Eventualmente, concluido el conflicto en Ucrania, emergerá un mundo distinto al que se anticipaba cuando ocurrió el colapso soviético. En aquella época, que parece ya muy lejana a pesar de no haber transcurrido tantos años, destacados analistas describieron un panorama futuro esperanzador, en el cual predominaría la democracia y el respeto a los derechos humanos, en un ambiente de cooperación internacional conducente al desarrollo socioeconómico de las regiones pobres del planeta.
Parte de esa esperanza provenía de un razonamiento táctico. Superada la animosidad entre las grandes potencias, era de suponer que dejaría de existir la presión por buscar aliados en los países del tercer mundo, cuyos regímenes eran hasta entonces juzgados en función de a cuál bando apoyaban, independientemente de si estaban o no regidos por gobiernos democráticos o dictatoriales.
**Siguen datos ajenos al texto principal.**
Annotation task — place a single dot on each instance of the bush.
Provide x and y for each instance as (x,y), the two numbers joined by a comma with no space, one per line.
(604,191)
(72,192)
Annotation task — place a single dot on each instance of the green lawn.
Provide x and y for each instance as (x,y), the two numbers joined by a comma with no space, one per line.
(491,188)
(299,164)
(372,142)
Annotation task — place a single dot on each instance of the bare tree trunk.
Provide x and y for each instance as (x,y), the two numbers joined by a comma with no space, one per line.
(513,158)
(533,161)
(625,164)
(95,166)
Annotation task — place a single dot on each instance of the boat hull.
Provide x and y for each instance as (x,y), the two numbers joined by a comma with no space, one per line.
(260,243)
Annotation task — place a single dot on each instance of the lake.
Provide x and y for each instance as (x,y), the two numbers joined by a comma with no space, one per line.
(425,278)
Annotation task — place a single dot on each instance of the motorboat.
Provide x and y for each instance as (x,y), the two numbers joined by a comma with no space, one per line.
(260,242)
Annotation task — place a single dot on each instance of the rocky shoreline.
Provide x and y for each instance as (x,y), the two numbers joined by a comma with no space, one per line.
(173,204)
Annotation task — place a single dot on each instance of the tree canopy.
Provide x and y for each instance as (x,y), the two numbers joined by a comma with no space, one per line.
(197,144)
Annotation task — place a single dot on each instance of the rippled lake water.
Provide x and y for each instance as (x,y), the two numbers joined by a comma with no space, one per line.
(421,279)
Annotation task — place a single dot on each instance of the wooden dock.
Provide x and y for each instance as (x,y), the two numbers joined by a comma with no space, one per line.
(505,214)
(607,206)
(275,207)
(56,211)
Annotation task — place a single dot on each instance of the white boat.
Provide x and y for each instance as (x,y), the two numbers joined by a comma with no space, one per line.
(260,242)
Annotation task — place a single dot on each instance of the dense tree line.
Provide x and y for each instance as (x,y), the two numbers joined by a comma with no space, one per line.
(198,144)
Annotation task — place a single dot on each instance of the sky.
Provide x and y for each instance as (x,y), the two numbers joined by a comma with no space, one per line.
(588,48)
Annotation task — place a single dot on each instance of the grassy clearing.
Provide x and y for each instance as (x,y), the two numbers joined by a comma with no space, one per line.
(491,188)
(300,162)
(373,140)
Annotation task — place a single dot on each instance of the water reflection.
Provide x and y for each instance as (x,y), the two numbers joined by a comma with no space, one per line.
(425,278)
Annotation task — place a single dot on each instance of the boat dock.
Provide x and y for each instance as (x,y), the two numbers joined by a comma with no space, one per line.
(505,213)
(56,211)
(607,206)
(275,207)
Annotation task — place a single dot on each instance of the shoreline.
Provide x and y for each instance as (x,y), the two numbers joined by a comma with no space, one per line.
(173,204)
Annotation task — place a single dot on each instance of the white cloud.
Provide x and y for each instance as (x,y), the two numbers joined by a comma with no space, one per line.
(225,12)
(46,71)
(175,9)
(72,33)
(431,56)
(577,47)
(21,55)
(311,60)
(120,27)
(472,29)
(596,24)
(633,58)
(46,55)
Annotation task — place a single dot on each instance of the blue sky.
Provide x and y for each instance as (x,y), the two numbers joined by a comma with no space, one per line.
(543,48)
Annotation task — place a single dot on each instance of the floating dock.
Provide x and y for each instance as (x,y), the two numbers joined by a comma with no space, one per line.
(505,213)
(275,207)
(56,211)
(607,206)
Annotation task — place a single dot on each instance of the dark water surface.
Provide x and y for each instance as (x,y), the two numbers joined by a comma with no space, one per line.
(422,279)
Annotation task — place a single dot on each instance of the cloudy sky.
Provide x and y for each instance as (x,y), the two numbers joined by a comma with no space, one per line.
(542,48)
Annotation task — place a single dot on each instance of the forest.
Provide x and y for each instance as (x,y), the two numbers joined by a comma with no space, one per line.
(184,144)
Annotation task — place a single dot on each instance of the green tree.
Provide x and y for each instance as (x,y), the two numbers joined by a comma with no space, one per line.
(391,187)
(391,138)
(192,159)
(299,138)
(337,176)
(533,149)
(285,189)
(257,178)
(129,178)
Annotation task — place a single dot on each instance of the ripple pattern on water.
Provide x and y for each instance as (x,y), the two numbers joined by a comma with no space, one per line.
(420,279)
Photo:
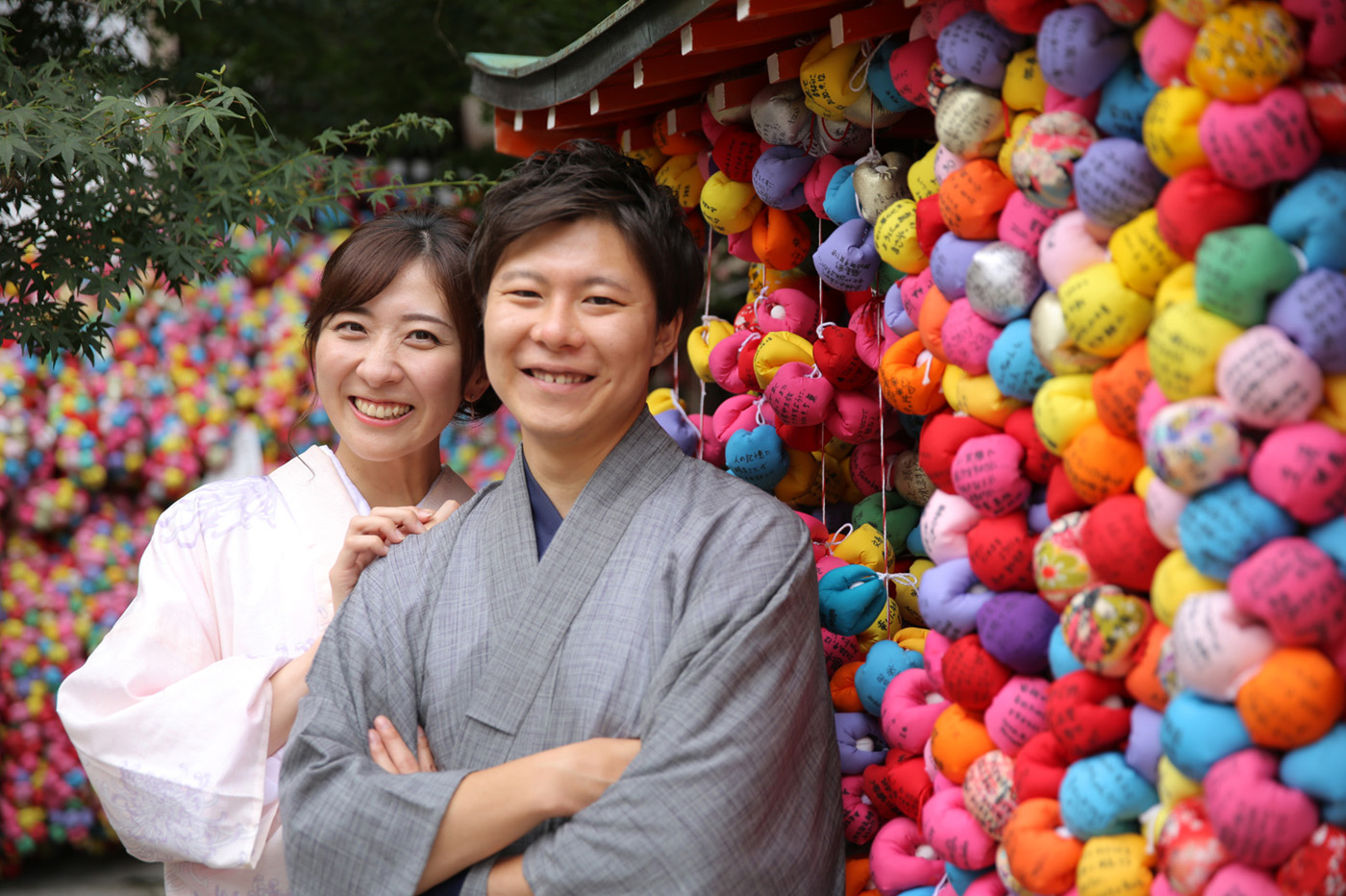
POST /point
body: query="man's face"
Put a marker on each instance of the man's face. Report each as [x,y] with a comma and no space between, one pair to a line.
[571,336]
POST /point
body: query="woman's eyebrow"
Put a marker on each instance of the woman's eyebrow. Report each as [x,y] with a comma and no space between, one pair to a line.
[427,319]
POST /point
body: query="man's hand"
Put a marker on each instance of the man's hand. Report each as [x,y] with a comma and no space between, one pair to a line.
[389,751]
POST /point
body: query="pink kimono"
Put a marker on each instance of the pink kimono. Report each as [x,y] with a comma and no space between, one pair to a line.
[171,711]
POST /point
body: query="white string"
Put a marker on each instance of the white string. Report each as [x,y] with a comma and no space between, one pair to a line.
[823,427]
[884,463]
[865,58]
[706,336]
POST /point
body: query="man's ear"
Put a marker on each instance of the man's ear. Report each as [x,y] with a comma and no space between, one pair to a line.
[665,339]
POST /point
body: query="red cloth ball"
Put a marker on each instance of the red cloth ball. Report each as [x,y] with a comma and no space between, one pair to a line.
[1195,204]
[1039,765]
[1062,497]
[1038,461]
[931,224]
[1022,16]
[972,677]
[1000,551]
[941,435]
[901,785]
[1086,713]
[1119,544]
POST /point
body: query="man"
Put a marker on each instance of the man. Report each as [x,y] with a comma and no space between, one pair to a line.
[614,653]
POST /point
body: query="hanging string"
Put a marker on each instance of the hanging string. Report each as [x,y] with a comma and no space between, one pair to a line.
[823,427]
[861,70]
[706,336]
[884,460]
[884,443]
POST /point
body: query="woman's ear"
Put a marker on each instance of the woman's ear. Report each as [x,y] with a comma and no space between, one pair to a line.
[477,384]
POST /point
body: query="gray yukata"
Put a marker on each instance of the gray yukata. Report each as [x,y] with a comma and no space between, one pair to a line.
[676,605]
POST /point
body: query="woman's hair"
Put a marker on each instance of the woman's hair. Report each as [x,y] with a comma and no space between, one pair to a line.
[372,257]
[585,179]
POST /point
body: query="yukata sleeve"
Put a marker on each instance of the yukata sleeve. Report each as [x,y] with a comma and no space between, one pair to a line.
[171,732]
[735,785]
[350,826]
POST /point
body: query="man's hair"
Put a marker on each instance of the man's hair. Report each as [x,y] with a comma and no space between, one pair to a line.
[586,179]
[377,252]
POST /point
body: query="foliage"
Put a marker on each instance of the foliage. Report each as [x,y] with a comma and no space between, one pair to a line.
[105,182]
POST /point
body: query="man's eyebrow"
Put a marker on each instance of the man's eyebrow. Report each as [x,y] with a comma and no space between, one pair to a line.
[537,276]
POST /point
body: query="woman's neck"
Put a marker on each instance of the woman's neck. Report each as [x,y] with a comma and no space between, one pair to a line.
[392,484]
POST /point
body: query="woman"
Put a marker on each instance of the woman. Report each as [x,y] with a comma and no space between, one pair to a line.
[182,713]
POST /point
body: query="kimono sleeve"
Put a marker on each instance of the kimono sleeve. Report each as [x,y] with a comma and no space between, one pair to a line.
[735,785]
[350,826]
[172,734]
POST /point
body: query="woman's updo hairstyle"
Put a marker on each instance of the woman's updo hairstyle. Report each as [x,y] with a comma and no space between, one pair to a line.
[372,257]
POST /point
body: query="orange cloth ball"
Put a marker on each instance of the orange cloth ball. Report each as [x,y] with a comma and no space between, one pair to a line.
[958,740]
[844,696]
[1040,856]
[1292,700]
[1100,463]
[972,197]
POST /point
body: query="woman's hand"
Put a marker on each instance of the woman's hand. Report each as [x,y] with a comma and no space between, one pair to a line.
[367,537]
[389,751]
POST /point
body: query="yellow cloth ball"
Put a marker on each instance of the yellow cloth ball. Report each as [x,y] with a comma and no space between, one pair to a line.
[729,206]
[1184,343]
[1175,580]
[1168,130]
[1141,255]
[895,236]
[1103,313]
[1060,408]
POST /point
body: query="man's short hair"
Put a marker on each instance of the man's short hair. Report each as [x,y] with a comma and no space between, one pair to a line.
[586,179]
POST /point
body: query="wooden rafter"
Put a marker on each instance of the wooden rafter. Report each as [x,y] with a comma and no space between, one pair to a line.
[878,20]
[709,36]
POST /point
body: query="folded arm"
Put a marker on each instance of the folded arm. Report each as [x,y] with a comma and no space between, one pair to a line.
[735,787]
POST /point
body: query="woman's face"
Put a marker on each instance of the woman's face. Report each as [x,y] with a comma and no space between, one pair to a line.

Es evidente que eso no ha sucedido y luce improbable que suceda en un futuro previsible. Más probable es que el calor de la lucha armada sea reemplazado por una confrontación con muchos de los rasgos que caracterizaron el largo período de la guerra fría. En particular, existe la ominosa perspectiva de un retorno a la caza de alianzas, cuyo resultado sea que el respaldo de gobiernos autoritarios se valore más que el rechazo a sus atropellos.
Dentro de la esfera de influencia de los EE.UU., Latinoamérica no ha estado exenta de dicha valoración, y su resultado es el surgimiento y prolongación de dictaduras que en una época fueron mayoritarias entre los gobiernos de la región. Como consecuencia, el desarrollo económico de los países latinoamericanos quedó a merced de la voluntad de caudillos, más o menos inclinados a crear condiciones propicias para las inversiones reproductivas.
No es previsible un retorno a aquellas situaciones extremas, pero los países con mayores recursos naturales de importancia estratégica, pueden verse inmersos como piezas en la confrontación entre las potencias.